You can see this sense of dialogue most clearly in our recent programming, where Thornhill’s Baroque energy has been placed in conversation with the joyful invention of Quentin Blake — and alongside a newly conserved work attributed to Thornhill, the Folke Altarpiece (The Resurrection), on loan from St Lawrence Church, Folke.
Did you know…
He was the first British-born artist to be knighted for his work (in 1720).
His masterpiece, the Painted Hall at Greenwich, is one of Britain’s most ambitious decorative painting schemes — and it helped cement his reputation as the great Baroque muralist of his day.
The Sherborne mural is especially precious because Thornhill murals in private houses have often been lost over time — making Sherborne House’s survival all the more extraordinary.

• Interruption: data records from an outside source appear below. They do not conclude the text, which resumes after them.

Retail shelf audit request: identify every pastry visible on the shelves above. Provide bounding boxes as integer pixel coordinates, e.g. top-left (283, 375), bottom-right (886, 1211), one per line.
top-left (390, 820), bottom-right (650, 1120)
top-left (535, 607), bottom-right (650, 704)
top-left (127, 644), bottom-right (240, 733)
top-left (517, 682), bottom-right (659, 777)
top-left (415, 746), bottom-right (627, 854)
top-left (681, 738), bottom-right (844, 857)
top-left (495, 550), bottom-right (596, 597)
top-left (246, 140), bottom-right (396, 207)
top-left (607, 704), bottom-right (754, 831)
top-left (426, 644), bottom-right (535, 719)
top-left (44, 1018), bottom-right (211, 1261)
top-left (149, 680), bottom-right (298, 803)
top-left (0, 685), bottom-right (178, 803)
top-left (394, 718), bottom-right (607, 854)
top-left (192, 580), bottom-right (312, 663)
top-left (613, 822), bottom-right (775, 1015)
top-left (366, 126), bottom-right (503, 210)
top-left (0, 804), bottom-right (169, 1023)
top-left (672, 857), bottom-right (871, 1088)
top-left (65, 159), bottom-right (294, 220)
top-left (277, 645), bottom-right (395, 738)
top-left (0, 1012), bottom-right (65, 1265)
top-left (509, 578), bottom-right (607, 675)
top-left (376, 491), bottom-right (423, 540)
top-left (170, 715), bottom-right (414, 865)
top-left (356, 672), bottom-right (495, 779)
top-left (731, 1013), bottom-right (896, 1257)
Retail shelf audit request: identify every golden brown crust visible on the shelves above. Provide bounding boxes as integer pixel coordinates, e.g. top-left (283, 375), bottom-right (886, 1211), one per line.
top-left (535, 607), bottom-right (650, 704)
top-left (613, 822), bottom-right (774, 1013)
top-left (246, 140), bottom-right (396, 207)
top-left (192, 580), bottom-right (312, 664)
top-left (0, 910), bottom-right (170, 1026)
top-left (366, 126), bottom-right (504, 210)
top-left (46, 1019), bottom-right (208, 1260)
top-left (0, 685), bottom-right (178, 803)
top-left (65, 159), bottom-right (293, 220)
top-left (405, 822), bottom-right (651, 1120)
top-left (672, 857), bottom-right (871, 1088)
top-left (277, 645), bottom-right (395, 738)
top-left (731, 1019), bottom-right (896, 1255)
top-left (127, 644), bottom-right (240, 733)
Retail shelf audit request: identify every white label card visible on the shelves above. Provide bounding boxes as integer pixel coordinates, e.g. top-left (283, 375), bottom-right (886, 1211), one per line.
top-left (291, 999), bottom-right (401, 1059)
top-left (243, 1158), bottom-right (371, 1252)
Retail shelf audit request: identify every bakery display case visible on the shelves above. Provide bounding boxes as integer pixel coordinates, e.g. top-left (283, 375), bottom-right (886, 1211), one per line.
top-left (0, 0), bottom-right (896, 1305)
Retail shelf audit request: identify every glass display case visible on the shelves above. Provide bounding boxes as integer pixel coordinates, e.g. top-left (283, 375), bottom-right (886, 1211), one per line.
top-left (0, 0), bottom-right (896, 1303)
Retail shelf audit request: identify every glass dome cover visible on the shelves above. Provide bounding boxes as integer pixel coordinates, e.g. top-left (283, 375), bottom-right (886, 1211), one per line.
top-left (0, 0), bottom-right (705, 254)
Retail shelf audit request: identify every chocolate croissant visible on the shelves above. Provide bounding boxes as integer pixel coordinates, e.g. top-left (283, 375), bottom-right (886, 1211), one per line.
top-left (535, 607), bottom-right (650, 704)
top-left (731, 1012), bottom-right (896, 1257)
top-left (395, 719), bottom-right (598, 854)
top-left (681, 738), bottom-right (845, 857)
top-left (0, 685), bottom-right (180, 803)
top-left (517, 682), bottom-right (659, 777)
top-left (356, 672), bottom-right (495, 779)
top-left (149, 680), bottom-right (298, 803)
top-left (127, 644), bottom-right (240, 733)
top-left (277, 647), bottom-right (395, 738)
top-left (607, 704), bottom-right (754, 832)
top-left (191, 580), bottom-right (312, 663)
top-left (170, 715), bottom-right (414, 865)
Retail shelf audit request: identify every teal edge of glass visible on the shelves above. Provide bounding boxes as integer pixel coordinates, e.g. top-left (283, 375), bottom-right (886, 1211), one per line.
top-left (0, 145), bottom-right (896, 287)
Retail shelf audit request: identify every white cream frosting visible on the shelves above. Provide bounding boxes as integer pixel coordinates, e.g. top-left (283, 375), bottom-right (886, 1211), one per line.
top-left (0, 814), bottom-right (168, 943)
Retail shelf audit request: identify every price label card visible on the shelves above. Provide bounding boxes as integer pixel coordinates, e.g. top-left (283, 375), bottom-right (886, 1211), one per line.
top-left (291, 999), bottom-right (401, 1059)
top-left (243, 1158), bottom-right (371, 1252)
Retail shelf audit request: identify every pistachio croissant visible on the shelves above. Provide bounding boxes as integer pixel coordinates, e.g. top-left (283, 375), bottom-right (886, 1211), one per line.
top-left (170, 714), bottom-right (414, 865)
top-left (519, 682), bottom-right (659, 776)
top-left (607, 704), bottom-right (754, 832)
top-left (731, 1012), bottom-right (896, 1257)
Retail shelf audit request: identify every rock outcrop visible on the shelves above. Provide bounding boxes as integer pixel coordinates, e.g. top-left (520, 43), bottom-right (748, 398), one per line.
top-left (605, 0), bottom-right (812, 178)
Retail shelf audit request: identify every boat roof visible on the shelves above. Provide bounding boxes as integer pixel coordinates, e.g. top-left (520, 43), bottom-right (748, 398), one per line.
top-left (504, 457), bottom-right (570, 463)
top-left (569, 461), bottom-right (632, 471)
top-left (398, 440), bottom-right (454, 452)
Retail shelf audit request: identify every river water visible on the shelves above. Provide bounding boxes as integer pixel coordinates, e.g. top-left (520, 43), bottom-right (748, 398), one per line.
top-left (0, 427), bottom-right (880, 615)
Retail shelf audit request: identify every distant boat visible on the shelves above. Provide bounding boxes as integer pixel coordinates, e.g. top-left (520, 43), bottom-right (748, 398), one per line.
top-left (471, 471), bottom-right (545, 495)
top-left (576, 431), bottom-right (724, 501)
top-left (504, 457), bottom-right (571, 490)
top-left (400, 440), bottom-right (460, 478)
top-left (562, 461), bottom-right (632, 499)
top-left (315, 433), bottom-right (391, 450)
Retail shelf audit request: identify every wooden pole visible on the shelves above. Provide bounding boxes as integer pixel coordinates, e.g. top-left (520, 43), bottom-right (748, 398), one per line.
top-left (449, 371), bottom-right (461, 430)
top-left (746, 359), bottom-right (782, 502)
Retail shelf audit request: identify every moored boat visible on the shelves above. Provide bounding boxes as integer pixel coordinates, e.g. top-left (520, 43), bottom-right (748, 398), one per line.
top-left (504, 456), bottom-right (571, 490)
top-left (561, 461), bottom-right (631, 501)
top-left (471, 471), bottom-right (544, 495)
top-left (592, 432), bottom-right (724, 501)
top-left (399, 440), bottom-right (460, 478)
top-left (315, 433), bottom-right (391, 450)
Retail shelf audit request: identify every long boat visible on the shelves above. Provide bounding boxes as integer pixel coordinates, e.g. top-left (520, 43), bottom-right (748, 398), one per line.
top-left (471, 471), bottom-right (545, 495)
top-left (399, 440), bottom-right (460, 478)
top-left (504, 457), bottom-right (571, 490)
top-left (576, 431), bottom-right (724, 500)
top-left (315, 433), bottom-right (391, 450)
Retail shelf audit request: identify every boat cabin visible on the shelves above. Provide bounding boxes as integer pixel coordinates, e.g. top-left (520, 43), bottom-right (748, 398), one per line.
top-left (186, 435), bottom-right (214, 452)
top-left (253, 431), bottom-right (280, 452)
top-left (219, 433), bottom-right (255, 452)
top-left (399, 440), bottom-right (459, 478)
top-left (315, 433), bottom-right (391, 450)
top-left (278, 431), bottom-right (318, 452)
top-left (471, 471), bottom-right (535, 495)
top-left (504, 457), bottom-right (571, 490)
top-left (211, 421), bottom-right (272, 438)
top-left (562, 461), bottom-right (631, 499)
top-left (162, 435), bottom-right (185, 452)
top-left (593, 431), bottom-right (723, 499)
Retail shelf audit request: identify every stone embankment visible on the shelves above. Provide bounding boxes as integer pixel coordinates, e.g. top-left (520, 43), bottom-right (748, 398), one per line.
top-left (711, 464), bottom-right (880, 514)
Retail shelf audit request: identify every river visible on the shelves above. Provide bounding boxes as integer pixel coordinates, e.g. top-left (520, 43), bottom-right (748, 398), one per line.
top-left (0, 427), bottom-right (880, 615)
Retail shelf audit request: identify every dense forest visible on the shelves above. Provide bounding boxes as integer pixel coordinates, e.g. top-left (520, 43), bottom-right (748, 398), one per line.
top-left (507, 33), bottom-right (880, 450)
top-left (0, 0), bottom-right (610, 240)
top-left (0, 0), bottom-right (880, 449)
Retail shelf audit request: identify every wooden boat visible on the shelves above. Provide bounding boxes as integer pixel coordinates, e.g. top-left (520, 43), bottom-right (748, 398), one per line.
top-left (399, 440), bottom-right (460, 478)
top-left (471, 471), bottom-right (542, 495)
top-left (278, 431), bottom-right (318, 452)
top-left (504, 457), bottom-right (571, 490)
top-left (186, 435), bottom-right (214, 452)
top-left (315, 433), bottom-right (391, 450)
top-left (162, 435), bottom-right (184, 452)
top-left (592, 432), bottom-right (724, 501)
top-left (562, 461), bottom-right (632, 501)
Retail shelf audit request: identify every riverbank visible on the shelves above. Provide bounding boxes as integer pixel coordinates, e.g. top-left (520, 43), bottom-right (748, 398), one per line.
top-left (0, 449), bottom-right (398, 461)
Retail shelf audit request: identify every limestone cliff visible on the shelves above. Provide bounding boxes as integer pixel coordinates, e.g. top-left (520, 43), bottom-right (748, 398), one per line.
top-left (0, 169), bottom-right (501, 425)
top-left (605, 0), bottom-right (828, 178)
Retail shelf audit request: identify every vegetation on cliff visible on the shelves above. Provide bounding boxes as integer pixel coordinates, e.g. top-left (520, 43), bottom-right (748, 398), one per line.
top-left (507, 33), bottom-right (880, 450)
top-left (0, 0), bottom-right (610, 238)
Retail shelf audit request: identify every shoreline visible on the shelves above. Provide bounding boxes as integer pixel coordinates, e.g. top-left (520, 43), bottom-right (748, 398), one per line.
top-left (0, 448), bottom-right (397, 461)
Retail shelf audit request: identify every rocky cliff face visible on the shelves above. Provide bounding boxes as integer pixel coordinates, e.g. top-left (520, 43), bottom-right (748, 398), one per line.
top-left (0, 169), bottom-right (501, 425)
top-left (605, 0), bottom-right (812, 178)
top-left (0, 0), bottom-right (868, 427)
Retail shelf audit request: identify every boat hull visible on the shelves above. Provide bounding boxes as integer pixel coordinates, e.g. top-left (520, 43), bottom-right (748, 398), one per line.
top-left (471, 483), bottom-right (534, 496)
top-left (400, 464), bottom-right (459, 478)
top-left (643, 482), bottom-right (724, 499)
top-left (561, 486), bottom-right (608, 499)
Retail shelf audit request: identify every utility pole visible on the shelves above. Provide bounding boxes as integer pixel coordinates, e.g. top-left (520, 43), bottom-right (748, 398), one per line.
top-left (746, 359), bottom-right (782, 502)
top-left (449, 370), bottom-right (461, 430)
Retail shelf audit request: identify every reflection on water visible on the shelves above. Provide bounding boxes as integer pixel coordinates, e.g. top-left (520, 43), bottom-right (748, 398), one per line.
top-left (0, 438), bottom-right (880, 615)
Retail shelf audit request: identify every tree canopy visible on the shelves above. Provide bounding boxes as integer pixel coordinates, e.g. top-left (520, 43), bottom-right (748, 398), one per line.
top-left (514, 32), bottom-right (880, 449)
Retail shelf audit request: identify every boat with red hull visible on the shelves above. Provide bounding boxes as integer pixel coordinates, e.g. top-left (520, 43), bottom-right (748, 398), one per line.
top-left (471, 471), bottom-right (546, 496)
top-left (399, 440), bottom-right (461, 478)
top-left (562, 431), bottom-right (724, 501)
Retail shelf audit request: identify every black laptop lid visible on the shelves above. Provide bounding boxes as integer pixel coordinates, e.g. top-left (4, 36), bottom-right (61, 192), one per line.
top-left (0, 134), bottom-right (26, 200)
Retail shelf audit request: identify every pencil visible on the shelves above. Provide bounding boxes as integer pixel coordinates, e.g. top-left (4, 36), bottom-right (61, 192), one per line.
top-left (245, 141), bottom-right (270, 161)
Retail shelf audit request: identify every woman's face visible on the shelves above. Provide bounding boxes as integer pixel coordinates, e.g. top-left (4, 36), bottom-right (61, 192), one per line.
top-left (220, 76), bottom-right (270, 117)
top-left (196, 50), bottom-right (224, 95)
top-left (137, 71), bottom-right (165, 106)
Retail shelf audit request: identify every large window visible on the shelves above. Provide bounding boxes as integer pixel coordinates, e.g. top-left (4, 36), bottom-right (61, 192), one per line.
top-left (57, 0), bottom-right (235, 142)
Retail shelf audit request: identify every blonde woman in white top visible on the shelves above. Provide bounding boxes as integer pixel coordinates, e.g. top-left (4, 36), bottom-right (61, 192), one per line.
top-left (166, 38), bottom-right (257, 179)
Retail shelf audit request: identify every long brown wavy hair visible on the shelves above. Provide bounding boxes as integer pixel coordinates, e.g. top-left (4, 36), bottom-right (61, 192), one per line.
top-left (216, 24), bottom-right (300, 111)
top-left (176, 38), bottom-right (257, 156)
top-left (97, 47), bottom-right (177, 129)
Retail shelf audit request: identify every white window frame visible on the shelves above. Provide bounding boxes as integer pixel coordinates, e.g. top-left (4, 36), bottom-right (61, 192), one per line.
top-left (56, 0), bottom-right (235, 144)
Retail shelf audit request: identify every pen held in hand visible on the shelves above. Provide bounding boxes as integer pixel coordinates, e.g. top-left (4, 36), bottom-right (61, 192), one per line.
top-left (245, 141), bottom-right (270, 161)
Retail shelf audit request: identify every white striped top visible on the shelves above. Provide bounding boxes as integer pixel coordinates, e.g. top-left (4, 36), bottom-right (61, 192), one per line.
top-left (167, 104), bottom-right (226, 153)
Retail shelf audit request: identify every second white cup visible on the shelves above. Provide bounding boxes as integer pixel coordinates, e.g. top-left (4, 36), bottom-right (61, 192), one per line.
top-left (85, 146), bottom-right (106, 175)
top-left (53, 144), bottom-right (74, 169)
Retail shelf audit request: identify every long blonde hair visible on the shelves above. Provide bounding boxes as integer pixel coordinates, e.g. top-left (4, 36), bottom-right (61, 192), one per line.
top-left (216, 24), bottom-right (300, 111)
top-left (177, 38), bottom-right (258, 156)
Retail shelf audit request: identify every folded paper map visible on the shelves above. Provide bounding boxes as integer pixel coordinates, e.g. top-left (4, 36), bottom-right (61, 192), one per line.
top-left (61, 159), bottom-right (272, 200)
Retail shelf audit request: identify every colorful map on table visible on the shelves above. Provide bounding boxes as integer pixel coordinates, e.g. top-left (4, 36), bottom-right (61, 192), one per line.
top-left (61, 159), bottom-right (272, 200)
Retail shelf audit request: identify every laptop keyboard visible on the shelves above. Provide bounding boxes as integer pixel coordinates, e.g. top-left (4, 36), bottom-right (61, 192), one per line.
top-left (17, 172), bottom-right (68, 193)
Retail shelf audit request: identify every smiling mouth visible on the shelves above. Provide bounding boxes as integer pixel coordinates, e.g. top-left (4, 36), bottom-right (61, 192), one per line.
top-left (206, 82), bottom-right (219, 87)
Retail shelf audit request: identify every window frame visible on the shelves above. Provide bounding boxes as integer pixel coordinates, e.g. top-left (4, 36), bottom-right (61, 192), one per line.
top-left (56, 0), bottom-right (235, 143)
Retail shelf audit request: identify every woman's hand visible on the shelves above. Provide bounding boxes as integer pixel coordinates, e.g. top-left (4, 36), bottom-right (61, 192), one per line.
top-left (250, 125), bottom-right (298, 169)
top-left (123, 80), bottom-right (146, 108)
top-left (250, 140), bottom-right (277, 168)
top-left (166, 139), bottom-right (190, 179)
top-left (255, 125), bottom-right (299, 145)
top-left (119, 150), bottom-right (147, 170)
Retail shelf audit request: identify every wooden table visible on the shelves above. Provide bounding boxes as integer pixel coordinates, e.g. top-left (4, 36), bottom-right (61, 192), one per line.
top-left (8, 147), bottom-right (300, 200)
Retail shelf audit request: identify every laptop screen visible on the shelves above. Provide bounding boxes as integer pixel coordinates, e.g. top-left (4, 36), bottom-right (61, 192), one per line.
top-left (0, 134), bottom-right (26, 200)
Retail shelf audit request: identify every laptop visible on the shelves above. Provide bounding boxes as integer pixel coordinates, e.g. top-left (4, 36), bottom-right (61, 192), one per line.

You can experience Thornhill not only as art, but as atmosphere: the mural quite literally presides over the heart of the Georgian house during public opening hours.
Visit tip: how to look (without rushing)
Next time you’re here, try this: pause on the stairs, look up, then look along the walls. Thornhill’s world is built for movement — you don’t take it in with one glance; you let it unfold as you climb.
And if you’re bringing someone new to The Sherborne, Thornhill is the perfect “first story” to share: a Dorset painter with national reach, still very much at home in Sherborne.